Dec. 5, 2011 | WMU News
Dr. Nickola "Nicki" Nelson, professor of speech pathology and audiology, received one of ASHA's 2011 Honors of the Association Awards during the organization's annual convention Nov. 18, in San Diego.
The honor goes to association members known worldwide for a lifetime of innovative clinical practice, insightful and rigorous research, outstanding teaching, creative administration, effective legislative activity, or other professional contributions.
"Nelson has been an innovator in speech-language pathology for more than 35 years as a teacher, mentor, editor, researcher, clinician and provider of professional services ..." ASHA said in announcing her selection. "Her work has had a profound influence on the therapeutic connection of language, literacy, reading and writing for numerous scholars and speech-language pathologists."
The organization also cited Nelson for leading by example and being a role model for her students, as well as for conducting rigorous, insightful research during a prolific career that has resulted in six books, dozens of book chapters and journal articles, and seven tests in child language.
A WMU faculty member since 1981, Nelson focuses her research on school-age language and literacy disorders. Those investigations involve curriculum-relevant language assessment and intervention, along with efforts in conjunction with doctoral students to extend interdisciplinary evidence-based interventions across populations and contexts.

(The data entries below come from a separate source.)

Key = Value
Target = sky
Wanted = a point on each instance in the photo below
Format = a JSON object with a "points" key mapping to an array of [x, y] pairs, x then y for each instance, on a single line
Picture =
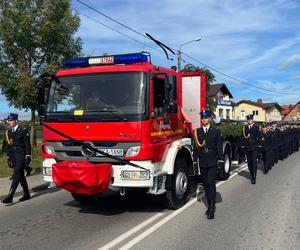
{"points": [[251, 46]]}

Nelson collaborated on the Pediatric Test of Brain Injury, published in 2010 as the first standardized test for children with traumatic and other forms of acquired brain damage. That same year, she was awarded a four-year grant of nearly $2 million from the U.S. Department of Education to validate the Test of Integrated Language and Literacy Skills, which evolved from her collaboration on the pediatric brain-injury test.
Her research has led to no fewer than 25 funded projects to develop and examine curriculum-relevant best practices for serving children in schools, including the Writing Lab Approach to Language Instruction and Intervention.
Nelson has served as director of WMU's doctoral program in interdisciplinary health for the past 11 years. From 2005 to 2008, she was the Charles Van Riper Professor in the University's Department of Speech Pathology and Audiology and since 2006, she has been editor of Topics in Language Disorders, a double-blind peer-reviewed topical journal.
She also is a fellow of the American Speech-Language-Hearing Association and the International Academy for Research in Learning Disabilities, as well as a recipient of the Kleffner Lifetime Clinical Career Award from the American Speech-Language-Hearing Foundation.
Nelson earned bachelor's, master's and doctoral degrees in communication disorders and sciences from Wichita State University in 1968, 1969 and 1973, respectively.